Hyundai Investments Co. Ltd. has collected $162 million from five South Korean institutional investors to invest in a $2 billion US real estate debt securitization fund, as it is keen to introduce new types of alternative assets to the country’s biggest asset owners seeking to further diversify portfolios.
The securitization fund, managed by Claros Mortgage Trust (CMTG), an affiliate of Mack Real Estate Group, extends senior loans of as much as three times the fund’s capital, backed by commercial real estate in largest US cities.
It securitizes them into tranches A and B according to seniority for repayment, and sells A notes to banks to boost returns. It holds onto tranche B.
Hyundai Investments, wholly owned by Hyundai Marine & Fire Insurance Co. Ltd., a top South Korean non-life insurer, set up a vehicle for the investment.
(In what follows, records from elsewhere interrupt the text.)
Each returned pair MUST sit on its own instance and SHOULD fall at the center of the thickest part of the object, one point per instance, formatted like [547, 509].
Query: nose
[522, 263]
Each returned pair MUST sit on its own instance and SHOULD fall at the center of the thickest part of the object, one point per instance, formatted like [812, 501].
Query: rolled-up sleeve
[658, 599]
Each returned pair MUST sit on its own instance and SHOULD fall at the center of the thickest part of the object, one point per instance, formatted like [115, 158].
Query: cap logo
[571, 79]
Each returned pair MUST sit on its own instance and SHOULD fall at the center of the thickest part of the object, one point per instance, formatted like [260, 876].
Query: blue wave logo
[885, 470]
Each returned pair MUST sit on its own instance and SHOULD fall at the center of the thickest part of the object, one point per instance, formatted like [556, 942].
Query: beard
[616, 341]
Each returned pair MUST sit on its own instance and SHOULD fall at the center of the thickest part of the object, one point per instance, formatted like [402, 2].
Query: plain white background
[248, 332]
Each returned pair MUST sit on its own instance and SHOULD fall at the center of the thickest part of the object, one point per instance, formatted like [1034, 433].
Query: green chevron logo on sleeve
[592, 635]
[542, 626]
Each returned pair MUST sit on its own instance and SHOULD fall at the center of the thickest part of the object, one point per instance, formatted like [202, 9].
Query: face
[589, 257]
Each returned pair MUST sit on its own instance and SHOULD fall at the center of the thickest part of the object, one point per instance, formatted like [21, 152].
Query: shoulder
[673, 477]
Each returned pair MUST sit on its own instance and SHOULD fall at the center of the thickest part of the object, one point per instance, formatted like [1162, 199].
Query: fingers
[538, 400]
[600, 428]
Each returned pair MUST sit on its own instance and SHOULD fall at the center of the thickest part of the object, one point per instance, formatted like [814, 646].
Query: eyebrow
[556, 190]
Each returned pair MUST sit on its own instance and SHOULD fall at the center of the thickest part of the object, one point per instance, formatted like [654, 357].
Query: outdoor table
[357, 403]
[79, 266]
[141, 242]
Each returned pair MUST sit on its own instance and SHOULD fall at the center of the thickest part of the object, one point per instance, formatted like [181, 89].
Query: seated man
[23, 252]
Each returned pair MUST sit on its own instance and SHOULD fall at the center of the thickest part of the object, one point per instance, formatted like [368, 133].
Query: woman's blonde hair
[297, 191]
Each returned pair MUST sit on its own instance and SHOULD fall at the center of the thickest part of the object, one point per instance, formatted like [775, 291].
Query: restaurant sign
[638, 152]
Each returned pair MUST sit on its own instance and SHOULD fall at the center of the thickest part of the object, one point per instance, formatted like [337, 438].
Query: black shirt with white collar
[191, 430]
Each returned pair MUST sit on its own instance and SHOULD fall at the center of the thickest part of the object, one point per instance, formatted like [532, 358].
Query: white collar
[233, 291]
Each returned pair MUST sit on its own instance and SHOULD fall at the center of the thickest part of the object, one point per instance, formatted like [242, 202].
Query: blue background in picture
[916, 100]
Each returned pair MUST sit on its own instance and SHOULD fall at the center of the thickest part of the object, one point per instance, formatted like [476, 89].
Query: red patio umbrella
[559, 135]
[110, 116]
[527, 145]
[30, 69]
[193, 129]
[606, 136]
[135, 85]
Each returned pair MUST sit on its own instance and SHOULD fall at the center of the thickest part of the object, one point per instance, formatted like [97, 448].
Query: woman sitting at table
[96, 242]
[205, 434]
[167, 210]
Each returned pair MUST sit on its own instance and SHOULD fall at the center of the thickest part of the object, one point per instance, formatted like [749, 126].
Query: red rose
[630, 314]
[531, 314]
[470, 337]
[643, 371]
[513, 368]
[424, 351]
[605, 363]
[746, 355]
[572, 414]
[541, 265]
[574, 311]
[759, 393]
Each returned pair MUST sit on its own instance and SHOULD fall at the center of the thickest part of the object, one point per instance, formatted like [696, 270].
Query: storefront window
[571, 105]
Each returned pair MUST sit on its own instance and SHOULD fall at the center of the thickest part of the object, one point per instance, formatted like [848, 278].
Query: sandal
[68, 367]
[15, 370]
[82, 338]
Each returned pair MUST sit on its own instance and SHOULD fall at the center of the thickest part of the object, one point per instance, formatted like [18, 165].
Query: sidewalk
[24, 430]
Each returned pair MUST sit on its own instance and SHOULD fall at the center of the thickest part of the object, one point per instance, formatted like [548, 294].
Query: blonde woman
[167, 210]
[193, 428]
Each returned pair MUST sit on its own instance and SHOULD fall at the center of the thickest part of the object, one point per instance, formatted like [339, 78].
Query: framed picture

The vehicle is expected to deliver annual returns in the 8% range for the investment period of four and a half years, according to Hyundai Investments on Dec. 8. Because the fund originates debts, it can save fees of up to 1% usually paid to a bank for debt origination.
“This kind of funds – gathering commitments after selecting investments and thus investors make lump-sum commitments – had not been introduced to South Korea before.,” said a Hyundai Investment source.
New York-based Mack Real Estate was established in 2013 by William Mack and his son Richard Mack, cofounders of AREA Property Partners. It manages around $5 billion in assets of institutional clients and the founding family.
With private debt funds filling the gap created by banks in the real estate debt market because of toughened regulations, the company expanded private debt strategies with the hiring of Peter Sotoloff, a former Blackstone debt professional, as chief investment officer in 2014.
“Global market volatility is expected to increase next year. We will further introduce specialized investment products from abroad,” said Hyundai Investments’ managing director Jae Gwang Kim.
Hyundai Investments sees US real estate debts and Europe’s public private partnership projects faring better than other alternative asset classes in 2018.